By formulating bounded neurons bounded by epsilon into MILP, we can find adversarial examples that are constrained by the epsilon value while preserving the behavior of the neural network.

5 Experimentation, Dataset and Evaluation

We compare our verification procedure’s implementation with three existing verifiers, namely Venus [4], Neurify [21], and MIPVerify [20]. Venus Verifier is a software tool for verifying neural network models using a combination of abstract interpretation and SMT-based techniques. It is based on a novel approach that combines interval arithmetic and constraint propagation with SMT-based techniques such as CEGAR and IC3. Neurify is a software tool for verifying neural network models using abstract interpretation. It is based on the ReluVal algorithm, which is an abstract interpretation-based approach for analyzing ReLU neural networks. MIPVerify is a software tool for verifying neural network models using mixed-integer programming (MIP). It is a verification framework that is based on solving a sequence of MIP problems, where each problem checks if the output of the neural network model is within a certain range. In this work, we evaluate the effectiveness of our verification algorithm on the MNIST dataset, which contains handwritten digits ranging from 0 to 9. To ensure consistency, the images are preprocessed to have a size of \(28\,\times \,28\) pixels and are normalized and centered. Each pixel of the image has a value between 0 and 255, with 0 representing black, 255 representing white, and intermediate values representing different shades of gray.

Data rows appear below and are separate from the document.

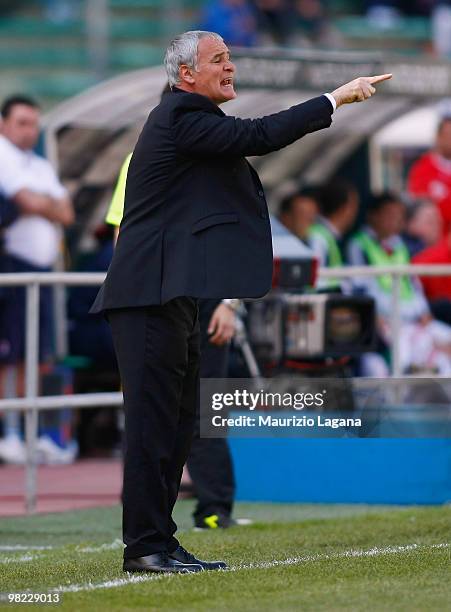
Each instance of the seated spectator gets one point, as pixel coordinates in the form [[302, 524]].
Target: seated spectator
[[437, 288], [379, 243], [423, 226], [234, 20], [430, 175], [339, 202], [298, 212]]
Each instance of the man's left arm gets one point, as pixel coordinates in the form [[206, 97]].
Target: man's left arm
[[221, 327]]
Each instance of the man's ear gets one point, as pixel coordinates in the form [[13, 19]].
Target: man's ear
[[186, 74]]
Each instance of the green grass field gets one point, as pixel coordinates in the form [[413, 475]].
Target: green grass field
[[294, 557]]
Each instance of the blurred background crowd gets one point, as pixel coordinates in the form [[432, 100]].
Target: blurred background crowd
[[51, 50]]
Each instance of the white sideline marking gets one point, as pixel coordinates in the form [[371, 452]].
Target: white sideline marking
[[133, 579], [113, 546], [23, 547], [21, 559]]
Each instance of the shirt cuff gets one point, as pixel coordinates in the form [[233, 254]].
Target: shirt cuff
[[332, 101]]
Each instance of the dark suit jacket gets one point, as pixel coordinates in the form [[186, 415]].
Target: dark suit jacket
[[195, 217]]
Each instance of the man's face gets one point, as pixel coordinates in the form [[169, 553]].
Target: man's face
[[21, 126], [214, 75], [444, 140]]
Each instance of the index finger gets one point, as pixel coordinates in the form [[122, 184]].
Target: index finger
[[379, 78]]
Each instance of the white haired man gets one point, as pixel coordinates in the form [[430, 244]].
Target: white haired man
[[195, 225]]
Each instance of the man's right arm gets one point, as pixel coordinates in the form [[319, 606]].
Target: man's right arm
[[203, 133], [58, 210]]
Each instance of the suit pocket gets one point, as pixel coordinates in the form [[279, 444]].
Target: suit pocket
[[214, 219]]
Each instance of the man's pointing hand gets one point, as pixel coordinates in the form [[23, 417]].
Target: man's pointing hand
[[358, 90]]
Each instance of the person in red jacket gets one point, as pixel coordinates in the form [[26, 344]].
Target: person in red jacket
[[431, 174]]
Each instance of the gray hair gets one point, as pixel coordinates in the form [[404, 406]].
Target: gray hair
[[183, 50]]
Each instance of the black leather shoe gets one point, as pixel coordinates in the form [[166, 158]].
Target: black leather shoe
[[160, 563], [183, 556]]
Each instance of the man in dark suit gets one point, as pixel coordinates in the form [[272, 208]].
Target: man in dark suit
[[195, 225]]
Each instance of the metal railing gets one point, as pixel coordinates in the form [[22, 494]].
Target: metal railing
[[32, 403]]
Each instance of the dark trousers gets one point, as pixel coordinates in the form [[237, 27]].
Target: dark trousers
[[157, 349], [209, 462]]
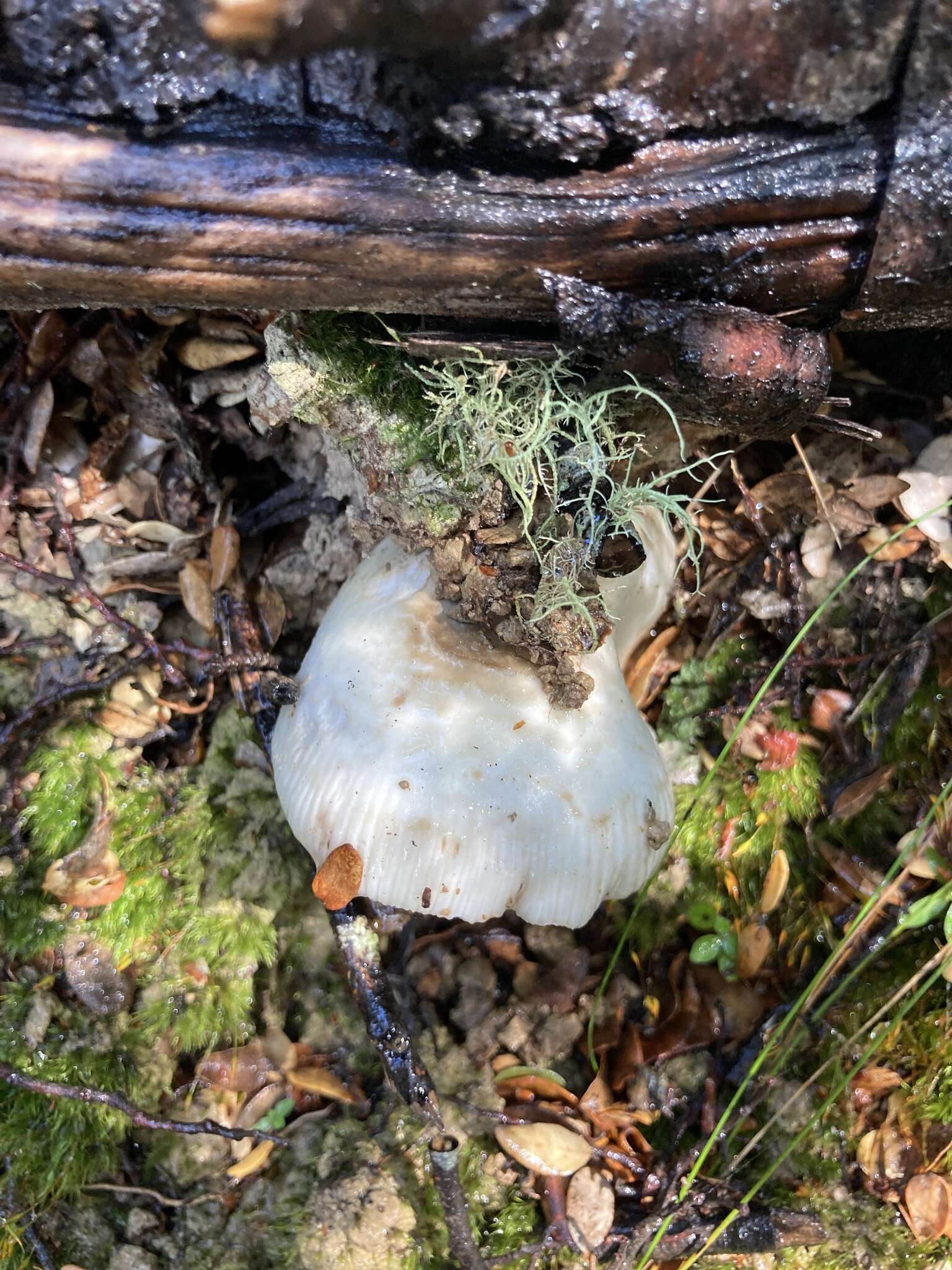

Table 1. Verification on the MNIST dataset.

Table 1 displays the verification results on the first 100 instances using four different neural architectures and three different verifiers, with an epsilon value of 0.05. The metrics used to evaluate the verifiers are \(V_{t(sec)}\) (total verification time), \(\#Adv\) (number of adversarial examples computed), \(\#SAT\) (number of instances verified as satisfied), and \(\#UNK\) (number of instances for which verification was inconclusive). The experiments were conducted on a Linux workstation equipped with a Dual Xeon E5-2673 v3 (24 cores) and 64GB of memory. A time-limit was set to 120 min for each instance and an overall limit of 720 min. To minimize experimental errors resulting from parallel tasks, each verification task was run five times. The average of these results was then used as the experimental outcome. Our verifier performs better than the other verification methods on all four neural architectures. Additionally, we notice that Neurify reaches a time limit for the second and third architectures, denoted as \(\mathcal {N}_2\) and \(\mathcal {N}_3\), respectively, and a memory limit for the fourth architecture, denoted as \(\mathcal {N}_4\). Venus, however, failed on \(\mathcal {N}_4\) but outperformed on \(\mathcal {N}_1\), \(\mathcal {N}_2\), \(\mathcal {N}_3\). On \(\mathcal {N}_4\), Venus returns five \(\#UNK\) case whereas our verifier returns zero \(\#UNK\) thus ensuring completeness is achieved by always providing a solution to the MILP problem.

6 Conclusion

In conclusion, our paper has successfully demonstrated the potential of low-cost solutions derived from adversarial attacks to reduce the search space and streamline the verification process, while still maintaining high levels of accuracy. Future work in this area will involve comparing our approach with different adversarial attacks to further optimize the effectiveness of our method. By leveraging the insights gained from this study, we hope to contribute to the ongoing efforts to enhance the security and robustness of machine learning systems. In future work, we focus on robust optimization i.e., variability in the data or parameters of the problem, can lead to sub-optimal or even infeasible solutions. One way to address this is the objective function and constraints are reformulated to explicitly account for the worst-case scenarios of the uncertain data. Adversarial attacks can be seen as a way of generating such worst-case scenarios, and hence the adversarial solutions can be used as inputs to the robust optimization formulation. This can lead to more robust and reliable MILP solutions that perform well under various scenarios.